カイ その2
翌日から、両親と3人の生活が始まった。とはいえやることは大して変わらない。本を読み、図鑑の植物を探し、そして何かの設計図を眺める。
父の怪しげな調合をじっと見ていると手招きをされ、体力と魔力を回復させるポーションを作っているのだと説明された。手順を説明しながら作ってみせて、でもカイにはまだわからなかったよな、と言われた。
父が使っていた材料よりも効果が高いものを先日見付けて採取していた。それを取りに行って渡すととても驚いた顔をされた。
「サチエ!カイに調合を見せたらハイポーション用の素材を持って来た!この子は天才かもしれない!」
そんなことを大声で叫ぶものだから、母は勿論、遅い昼食を食べ終えた常連の客がなんだなんだとやって来る。ここは一応住居スペースだというのに、常連、遠慮がない。
ひとしきり騒いだのち、常連の客の1人の年老いた男性が素材を3つ、口にした。その3つなら干して取ってある。2つは、それよりも更に高い効果を得られるものを持っている。その場を離れて今度は5つの素材を手にして戻る。大人たちの顔が怖い。
「驚いた。ちゃんとわかってるんじゃな。教え込んだらすごい調合師になるぞ」
年老いた男性は毎日やって来ては店で昼食を食べたあと、俺に調合の仕方や素材の採取方法を教えてくれた。俺は密かに師匠と呼ぶようになった。父は一緒に素材を取りに行ってくれた。調合自体は力が要る作業もあるのでやらせて貰えなかったけれど、すぐそばで見ることは許された。
元々向こうの世界にいるときも学ぶことは好きだったので楽しく過ごせた。
姉が帰って来た。帰って来たとは言っても2週間、短い夏休みのようなものだ。相変わらず俺に本を読んでくれた。外へ出掛けてはポーションの素材を集めて父に渡した。姉に話したいことはたくさんあった。本を読んでくれたお陰で、その知識を元に師匠から色々なことを教えて貰っている。調合のやり方もいっぱい覚えた。学校でも教わるのか聞きたい。どんなことを勉強するのか。
何度も話しかけようとしたけれど、どうやったら声が出るのか。上手くいかない。とにかくこの世界のことを知ろうとここまでやってきた。全く喋らずに。そのせいで声が出ないのだろうか。
あっという間に2週間が終わり、姉が寮へと戻る日になった。何も話せなかった、話したい、もう少し待って欲しい。
気が付くと姉にまとわりつき、大声で泣いていた。なんだ、声が出せないわけではなかったのか。こうしたら良かったのか。しかし意味のある言葉を発しようとしたが出て来るのは泣き声だけ。

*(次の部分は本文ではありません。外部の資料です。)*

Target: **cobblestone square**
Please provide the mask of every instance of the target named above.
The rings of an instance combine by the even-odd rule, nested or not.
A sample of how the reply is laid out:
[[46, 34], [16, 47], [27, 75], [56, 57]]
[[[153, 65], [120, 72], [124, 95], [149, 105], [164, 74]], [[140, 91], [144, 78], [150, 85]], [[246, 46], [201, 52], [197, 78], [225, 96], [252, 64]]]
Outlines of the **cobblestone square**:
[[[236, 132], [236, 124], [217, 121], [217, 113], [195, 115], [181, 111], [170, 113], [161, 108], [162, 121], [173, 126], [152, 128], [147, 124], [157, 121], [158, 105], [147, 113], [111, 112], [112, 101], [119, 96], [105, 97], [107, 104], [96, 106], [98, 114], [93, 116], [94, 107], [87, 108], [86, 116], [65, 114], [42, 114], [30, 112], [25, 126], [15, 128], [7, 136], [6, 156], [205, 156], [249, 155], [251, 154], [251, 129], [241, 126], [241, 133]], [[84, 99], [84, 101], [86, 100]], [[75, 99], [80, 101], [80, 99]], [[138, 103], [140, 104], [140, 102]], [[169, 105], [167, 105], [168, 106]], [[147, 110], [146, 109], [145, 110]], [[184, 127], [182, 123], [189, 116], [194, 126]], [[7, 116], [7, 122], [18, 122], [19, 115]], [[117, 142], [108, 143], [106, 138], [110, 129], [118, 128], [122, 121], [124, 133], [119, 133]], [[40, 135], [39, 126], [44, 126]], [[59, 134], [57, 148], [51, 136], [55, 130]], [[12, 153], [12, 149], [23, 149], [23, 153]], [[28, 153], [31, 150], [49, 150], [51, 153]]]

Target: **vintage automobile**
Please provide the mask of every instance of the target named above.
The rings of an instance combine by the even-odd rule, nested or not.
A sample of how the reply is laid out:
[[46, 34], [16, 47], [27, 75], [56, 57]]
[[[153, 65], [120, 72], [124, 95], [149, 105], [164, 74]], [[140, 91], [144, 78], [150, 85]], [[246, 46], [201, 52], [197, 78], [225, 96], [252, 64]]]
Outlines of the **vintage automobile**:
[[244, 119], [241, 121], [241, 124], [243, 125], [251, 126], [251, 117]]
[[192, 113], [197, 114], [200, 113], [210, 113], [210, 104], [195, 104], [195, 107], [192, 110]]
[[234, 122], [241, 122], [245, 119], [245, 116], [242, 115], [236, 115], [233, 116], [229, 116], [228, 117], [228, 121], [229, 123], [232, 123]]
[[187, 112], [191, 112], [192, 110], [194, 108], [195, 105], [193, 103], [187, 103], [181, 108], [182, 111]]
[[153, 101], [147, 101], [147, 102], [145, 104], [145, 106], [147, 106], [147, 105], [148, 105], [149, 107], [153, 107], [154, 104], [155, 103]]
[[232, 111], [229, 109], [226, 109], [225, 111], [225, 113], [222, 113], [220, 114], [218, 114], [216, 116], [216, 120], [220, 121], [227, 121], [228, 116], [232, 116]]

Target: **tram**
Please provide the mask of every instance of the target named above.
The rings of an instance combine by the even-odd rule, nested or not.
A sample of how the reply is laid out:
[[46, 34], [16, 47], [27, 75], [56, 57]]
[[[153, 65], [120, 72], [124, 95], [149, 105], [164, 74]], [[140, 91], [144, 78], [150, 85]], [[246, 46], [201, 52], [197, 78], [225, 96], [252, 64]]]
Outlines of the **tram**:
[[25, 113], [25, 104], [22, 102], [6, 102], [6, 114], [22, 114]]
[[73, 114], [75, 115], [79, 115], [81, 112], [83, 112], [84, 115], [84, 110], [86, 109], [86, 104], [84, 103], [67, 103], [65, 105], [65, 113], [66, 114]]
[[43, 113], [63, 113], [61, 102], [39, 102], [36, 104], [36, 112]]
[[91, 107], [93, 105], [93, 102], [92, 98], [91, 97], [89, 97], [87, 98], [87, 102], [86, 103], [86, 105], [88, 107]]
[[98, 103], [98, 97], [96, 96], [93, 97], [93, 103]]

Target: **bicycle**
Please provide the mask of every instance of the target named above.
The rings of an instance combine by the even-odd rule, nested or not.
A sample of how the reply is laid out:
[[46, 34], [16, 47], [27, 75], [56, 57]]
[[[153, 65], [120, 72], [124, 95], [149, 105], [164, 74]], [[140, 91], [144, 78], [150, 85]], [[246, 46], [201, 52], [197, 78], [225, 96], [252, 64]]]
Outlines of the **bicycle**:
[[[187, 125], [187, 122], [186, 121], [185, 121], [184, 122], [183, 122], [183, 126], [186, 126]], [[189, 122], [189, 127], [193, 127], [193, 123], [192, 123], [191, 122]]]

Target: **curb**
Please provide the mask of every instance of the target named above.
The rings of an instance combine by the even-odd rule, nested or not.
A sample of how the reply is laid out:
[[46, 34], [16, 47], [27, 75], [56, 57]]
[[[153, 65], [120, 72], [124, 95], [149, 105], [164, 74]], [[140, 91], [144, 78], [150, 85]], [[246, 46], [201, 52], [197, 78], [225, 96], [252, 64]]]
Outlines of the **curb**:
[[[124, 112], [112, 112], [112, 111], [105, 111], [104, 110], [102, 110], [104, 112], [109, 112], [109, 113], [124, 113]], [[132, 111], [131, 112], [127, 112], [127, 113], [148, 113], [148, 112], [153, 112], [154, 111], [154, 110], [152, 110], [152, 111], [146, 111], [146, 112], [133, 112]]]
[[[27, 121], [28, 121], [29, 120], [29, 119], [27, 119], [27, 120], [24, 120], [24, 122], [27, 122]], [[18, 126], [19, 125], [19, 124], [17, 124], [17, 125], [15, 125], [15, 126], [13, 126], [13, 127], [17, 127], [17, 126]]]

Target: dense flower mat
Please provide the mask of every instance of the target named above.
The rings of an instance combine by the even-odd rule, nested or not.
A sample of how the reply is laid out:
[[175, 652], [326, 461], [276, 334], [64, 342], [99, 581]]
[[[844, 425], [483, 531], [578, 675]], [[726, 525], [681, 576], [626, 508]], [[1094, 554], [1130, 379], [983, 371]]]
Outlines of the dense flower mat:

まるで行かないでくれと必死に引き止めるようになってしまった。自分の意思では泣きやめないのに、頭の中では不思議と冷静だった。
いつの間にか泣き疲れて眠ってしまったようで気が付くとベッドの上だった。頭が痛い。姉は俺が寝ている間に寮に戻ったそうだ。酷く心配して、寮に戻らないと言って大変だったのだと母が言う。悪いことをしたな。
「あんなに大泣きするほどお姉ちゃんと離れたくなかったのに、カイが眠っている間に行かせてしまってごめんね」
母が優しく頭を撫でながら言う。
「お……ぼくこそ、ごめん」
俺と言いかけてやめた。このくらいの年ならこんな感じだろうか。取り敢えず声は出た。両親の向こうの世界での記憶があるのかわからないのだ、無難にいこう。
母が笑いながら涙をぽろぽろこぼす。
「カイ、喋れたんだねぇ……」
余計な心配をさせてしまったことを悔いた。
姉が学校の寮に戻って数日後、妹の愛理ーーこちらの世界ではミアーイリスーーが生まれた。
姉は言っていた。
「カイ、赤ちゃんが生まれたら、お姉ちゃんがカイにしたように、たくさんたくさん、遊んであげてね」
俺にできるだろうか。記憶を持って生まれて来るであろう妹に、気持ち悪がられないだろうか。